Others have already created 1D3V PIC MCC simulations, so we will compare our implementation to published results [Turner].  Ion and electron collisions will depend on published cross-sections that are dependent on the energy of the incoming particle (actually based on the relative velocities of the colliding particles, but the kinetic energy of the neutral target is negligible).

Particle interactions with the wall surface are similar in behavior to interactions that occur within the plasma, however the surface interactions depend on the temperature of the wall in addition to the properties of the incoming particle.  The temperature of the wall depends on the previous interactions of the plasma with the wall, therefore the wall requires its own model for the heat transport.  We will rely on published emission behaviors of surfaces in this work rather than repeating that time-consuming work.
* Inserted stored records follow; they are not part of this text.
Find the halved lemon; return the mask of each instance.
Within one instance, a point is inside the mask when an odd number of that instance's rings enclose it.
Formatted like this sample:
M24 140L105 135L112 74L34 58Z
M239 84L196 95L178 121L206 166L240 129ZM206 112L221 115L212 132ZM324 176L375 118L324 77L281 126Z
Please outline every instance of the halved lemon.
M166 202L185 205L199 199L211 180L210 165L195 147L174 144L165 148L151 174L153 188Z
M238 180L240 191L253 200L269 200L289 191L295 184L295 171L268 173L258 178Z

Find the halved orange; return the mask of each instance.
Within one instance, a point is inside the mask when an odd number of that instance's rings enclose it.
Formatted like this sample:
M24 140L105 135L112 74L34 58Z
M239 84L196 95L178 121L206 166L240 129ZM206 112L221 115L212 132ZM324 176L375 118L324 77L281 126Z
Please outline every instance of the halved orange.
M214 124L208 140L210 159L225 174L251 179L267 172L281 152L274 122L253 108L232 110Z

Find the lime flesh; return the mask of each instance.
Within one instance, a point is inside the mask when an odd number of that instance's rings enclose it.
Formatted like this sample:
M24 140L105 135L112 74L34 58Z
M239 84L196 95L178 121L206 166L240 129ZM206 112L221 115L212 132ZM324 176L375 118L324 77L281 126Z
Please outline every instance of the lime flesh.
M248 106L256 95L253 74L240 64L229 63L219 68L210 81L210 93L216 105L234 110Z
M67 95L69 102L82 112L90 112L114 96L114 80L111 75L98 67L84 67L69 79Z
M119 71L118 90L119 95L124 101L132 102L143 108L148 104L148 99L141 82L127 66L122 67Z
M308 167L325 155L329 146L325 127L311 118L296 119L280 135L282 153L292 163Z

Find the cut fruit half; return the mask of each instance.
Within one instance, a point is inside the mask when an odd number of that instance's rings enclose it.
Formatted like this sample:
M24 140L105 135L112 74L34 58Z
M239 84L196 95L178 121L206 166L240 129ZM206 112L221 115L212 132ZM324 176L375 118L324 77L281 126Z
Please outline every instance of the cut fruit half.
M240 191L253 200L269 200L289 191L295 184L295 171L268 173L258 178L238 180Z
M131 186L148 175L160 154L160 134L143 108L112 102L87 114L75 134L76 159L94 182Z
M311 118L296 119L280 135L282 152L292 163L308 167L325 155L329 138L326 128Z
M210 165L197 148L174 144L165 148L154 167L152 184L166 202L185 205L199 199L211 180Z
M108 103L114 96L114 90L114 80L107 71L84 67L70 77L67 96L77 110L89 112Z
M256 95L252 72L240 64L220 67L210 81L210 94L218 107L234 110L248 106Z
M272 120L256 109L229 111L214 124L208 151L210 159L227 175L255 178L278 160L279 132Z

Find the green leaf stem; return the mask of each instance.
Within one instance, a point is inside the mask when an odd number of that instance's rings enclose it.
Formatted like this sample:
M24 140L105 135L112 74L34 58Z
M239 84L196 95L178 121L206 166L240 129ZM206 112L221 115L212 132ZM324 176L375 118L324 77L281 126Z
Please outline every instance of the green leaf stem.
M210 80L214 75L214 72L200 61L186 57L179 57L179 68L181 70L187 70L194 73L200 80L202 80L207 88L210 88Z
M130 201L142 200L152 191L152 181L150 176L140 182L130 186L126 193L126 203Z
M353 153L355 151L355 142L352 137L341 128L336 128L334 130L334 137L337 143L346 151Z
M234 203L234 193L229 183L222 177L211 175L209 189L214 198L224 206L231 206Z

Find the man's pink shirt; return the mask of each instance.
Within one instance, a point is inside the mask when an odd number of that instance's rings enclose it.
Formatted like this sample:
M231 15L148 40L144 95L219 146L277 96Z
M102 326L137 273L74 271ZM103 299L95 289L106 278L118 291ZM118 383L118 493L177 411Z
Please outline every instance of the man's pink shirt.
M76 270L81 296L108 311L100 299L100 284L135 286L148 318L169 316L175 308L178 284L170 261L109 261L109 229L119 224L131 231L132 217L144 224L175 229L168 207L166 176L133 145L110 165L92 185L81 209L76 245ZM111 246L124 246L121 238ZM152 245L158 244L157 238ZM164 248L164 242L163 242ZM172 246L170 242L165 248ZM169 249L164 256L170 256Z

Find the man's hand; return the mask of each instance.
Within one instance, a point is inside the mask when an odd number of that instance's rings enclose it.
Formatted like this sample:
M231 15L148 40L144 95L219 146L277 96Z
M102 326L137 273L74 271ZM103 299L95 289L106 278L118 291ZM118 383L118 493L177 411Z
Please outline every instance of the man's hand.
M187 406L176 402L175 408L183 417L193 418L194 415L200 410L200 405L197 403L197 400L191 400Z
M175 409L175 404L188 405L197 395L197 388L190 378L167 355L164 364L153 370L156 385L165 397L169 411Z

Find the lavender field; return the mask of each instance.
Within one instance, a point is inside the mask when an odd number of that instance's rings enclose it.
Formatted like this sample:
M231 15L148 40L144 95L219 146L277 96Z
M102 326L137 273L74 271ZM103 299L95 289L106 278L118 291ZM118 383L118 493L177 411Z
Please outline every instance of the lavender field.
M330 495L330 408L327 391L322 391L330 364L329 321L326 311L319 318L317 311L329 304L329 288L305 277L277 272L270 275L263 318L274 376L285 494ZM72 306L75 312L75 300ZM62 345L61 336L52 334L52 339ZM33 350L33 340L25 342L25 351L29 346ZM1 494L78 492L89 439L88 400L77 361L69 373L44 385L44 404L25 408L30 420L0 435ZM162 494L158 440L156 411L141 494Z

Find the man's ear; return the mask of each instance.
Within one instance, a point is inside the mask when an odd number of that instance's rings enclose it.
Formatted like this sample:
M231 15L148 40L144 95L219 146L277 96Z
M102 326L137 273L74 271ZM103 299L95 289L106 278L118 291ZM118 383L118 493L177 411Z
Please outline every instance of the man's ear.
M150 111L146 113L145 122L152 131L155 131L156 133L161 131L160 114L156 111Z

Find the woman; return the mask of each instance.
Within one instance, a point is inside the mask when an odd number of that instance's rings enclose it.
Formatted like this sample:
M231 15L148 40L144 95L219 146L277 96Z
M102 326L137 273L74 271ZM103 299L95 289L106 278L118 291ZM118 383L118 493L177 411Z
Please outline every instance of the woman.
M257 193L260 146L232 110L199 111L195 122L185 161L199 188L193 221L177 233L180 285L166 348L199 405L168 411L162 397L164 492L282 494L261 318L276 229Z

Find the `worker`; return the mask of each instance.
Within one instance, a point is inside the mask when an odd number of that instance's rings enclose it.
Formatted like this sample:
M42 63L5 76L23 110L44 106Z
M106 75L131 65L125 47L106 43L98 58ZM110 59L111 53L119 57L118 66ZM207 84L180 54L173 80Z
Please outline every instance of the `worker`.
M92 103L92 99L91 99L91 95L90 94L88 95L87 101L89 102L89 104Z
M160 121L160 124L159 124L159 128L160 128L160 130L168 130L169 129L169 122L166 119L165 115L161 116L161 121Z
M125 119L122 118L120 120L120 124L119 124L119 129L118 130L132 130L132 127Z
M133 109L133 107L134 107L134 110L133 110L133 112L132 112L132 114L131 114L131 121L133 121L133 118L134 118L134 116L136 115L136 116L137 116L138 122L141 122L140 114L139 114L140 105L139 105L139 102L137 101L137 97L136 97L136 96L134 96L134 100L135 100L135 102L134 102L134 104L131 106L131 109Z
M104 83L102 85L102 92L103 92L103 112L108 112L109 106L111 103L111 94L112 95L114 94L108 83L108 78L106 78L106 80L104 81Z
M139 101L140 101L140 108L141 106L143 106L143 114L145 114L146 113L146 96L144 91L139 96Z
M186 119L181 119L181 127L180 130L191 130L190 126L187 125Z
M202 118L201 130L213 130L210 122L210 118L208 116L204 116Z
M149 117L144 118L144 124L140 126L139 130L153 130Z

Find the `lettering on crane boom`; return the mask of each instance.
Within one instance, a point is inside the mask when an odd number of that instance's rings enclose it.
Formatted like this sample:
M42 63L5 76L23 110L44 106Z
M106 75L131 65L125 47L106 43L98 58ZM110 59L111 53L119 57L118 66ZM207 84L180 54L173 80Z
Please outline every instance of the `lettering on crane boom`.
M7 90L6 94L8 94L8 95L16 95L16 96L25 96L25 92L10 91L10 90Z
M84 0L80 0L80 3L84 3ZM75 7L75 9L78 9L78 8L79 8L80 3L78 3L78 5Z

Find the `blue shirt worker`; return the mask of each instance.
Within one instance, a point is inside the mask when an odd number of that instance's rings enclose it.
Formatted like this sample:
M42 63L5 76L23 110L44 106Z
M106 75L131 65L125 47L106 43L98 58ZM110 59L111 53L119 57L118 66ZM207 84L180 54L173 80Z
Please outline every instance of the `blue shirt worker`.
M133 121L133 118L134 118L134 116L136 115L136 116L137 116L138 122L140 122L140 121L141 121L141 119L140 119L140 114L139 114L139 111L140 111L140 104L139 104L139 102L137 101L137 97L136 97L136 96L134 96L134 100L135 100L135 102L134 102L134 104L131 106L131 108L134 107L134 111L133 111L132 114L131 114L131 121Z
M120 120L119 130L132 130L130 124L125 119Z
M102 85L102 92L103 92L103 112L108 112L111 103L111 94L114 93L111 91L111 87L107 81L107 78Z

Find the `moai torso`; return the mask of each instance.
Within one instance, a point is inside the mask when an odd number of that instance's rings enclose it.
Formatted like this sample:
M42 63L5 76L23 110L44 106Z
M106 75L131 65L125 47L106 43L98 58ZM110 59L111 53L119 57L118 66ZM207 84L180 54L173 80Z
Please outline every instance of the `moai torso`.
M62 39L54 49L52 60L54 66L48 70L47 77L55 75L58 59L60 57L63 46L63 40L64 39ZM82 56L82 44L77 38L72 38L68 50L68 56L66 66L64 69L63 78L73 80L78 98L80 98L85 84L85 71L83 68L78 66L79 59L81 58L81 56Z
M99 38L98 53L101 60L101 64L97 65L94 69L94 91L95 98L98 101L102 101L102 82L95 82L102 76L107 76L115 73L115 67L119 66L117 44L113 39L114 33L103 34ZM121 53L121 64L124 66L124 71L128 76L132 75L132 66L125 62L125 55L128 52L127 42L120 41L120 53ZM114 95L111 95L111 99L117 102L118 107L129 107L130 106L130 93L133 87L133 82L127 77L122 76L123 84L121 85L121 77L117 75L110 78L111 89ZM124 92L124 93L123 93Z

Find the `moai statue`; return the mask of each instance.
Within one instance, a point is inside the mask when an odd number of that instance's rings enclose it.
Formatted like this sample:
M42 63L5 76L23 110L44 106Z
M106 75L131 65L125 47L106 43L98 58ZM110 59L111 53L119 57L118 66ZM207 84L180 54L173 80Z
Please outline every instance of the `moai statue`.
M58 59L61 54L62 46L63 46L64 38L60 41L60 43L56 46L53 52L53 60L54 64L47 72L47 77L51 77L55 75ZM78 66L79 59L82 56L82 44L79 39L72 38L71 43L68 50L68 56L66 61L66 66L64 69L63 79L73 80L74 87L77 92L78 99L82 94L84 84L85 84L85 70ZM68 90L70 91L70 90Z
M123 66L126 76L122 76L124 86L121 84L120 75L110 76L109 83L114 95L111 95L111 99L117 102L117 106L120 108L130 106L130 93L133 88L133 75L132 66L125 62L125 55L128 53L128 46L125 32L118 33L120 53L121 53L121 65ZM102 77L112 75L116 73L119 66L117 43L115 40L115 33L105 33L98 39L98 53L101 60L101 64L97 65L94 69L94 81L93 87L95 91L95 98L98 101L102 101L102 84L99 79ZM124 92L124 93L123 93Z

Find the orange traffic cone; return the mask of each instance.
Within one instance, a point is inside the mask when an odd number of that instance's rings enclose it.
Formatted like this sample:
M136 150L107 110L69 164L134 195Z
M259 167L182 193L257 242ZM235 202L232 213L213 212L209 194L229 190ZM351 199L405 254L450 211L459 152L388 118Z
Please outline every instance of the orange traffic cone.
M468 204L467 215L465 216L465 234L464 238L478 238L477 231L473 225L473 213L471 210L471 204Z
Particles that leave the surface of the wall become impurities in the plasma.  Impurities tend to cool a plasma.  In the central bulk of the plasma, impurities can quickly interfere with the processes that maintain the plasma state.  However, if the impurities remain close to the surface, the same impurities and processes may instead protect the wall surface from damage by reducing the heat flux from the plasma.  There is already evidence that vapor shielding may occur, however the amount of shielding provided by particular combinations of wall material and plasma fuel remains a topic for exploration.  This work intends to provide predictions of the amount of heat flux reduction in conditions as would be seen at a divertor.